Rahm Emanuel tells audiences that plenty of rivals have learned the hard way what happens when they get in his way.
“Nobody walked into the ring with Rahm Emanuel and didn’t walk out with a broken nose,” he told WMUR during a recent stop in New Hampshire. “I know how to fight, but more importantly, I know how to win.”
That line is part of a two-track pitch Mr. Emanuel is test-driving as he weighs a 2028 run. One track is aimed at ending what he describes as Trump-era chaos, the other at stopping what he casts as the cultural left’s drift.
The scrappy 66-year-old is leaning on a long resume as a political brawler in Congress, the Obama White House, Chicago City Hall and, most recently, the U.S. Embassy in Japan. He is now directing much of that energy at his own party.
From his perspective, Democrats have “lost the plot.” He said the party’s brand is too elitist and “weak and woke.”
He faults the party for embracing “defund the police,” branding law enforcement as racist and wading into culture war fights in schools.

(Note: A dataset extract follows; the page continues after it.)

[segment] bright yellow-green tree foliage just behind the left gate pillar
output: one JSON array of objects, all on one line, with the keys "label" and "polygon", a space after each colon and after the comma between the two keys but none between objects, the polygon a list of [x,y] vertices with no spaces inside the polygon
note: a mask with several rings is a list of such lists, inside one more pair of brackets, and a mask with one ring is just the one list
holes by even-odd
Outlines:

“We are on the losing side of those cultural wars — full stop,” he said on “The Fifth Column” podcast. “You’re worried about bathroom access and locker room access? Why don’t you focus on classroom excellence?”
He also has questioned why Democrats are at odds with Title IX, a law the party once championed. “Why would you undercut the premise of Title IX with the ability of trans men playing in women’s sports?” he said. “To me, it is insane.”

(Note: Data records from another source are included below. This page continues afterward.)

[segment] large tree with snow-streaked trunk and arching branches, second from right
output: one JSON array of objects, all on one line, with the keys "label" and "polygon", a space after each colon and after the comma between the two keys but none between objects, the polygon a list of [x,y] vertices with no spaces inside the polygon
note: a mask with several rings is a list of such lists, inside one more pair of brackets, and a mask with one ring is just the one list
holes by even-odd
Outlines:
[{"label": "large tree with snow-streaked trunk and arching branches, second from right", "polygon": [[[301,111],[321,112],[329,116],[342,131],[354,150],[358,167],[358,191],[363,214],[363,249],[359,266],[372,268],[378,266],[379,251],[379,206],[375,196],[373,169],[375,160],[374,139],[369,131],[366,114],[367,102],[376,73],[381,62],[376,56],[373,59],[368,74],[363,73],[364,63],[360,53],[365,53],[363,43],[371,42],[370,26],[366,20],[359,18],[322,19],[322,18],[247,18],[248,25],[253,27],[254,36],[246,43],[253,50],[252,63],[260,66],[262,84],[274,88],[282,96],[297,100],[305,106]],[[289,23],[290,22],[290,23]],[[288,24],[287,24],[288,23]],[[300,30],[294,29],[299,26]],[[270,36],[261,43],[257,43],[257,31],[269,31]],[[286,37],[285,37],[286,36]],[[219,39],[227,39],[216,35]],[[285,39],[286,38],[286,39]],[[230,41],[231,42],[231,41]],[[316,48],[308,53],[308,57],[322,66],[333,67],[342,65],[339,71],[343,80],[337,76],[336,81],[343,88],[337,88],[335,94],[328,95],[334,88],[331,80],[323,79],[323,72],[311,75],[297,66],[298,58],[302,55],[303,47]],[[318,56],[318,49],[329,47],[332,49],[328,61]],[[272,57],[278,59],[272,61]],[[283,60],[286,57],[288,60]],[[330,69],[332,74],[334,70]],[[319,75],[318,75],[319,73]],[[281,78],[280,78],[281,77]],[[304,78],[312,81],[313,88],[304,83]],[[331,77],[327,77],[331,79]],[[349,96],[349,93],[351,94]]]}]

Looking ahead, he is urging Democrats to offer a vision centered on government ethics, raising the federal minimum wage, and reducing the costs of housing and health care.
His travel schedule — Iowa, Mississippi, Michigan, Wisconsin, Nevada and South Carolina — looks a lot like the early stages of a presidential campaign.
It remains to be seen how much appetite the party faithful have for a throwback to the Obama-Clinton era, a period that has drawn mounting criticism from the insurgent left, which has also taken shots at his record as Chicago mayor.
What is clear is that Mr. Emanuel could shake up the primary by squaring off against the more liberal candidates he likely blames for the party’s missteps — the same people who view his old-school approach as backward-looking.
He has tossed the base some red meat.
He criticized the Trump administration’s handling of military operations in Iran. He said it was “a war of choice, and it was a bad choice.” He argued that the military strikes have strengthened Iran’s nuclear posture and tightened its grip on the Strait of Hormuz. “The president wanted to degrade their nuclear capacity, and they discovered they have a nuclear option,” he said. “It’s called the Strait of Hormuz.”
He also pointed to the human cost. He described a soldier killed in the operation who left behind infant twins and questioned the suggestion that Israeli Prime Minister Benjamin Netanyahu influenced the decision. “On that fireplace mantle will be an American flag in a wooden triangle,” he said. “The idea that somebody else told him to do this … says he has no agency.”
Alongside those critiques, Mr. Emanuel is pitching a ban on stock trading and prediction market bets by all federal employees, and a mandatory retirement age of 75 for members of Congress and Supreme Court justices. “The United States Senate used to be where you aspired to serve,” he said. “Today, it’s where you go to retire.”
He said the Democratic Party let cultural fights pull it away from working-class voters, landing in what he called “a cultural cul-de-sac that leads nowhere.” He pointed to one statistic he finds especially troubling: that half of American children are not reading at grade level. He said the lack of urgency is baffling.
“There’s no emergency meeting,” he said. “There’s nobody calling an emergency. What do we do?”
He is pushing a national service plan: six months required for all young Americans, with an optional two-year extension rewarded with help with a home down payment.
“You take two years and do something for America, we’re going to give you a down payment on the American dream,” he said.
Mr. Emanuel, who led the Democratic Congressional Campaign Committee in 2006 when Democrats retook the House, said the party has a golden opportunity this fall. He pointed to a recent North Carolina Republican primary — in which state Senate President Pro Tempore Phil Berger, backed by Mr. Trump, conceded defeat — as evidence that the president’s grip on his party may be loosening.
“They just discovered the president doesn’t have any sway in the Republican primary,” he said.
He hasn’t announced a run but isn’t ruling one out either. “I’m not doing it here,” he said during his recent stop in New Hampshire.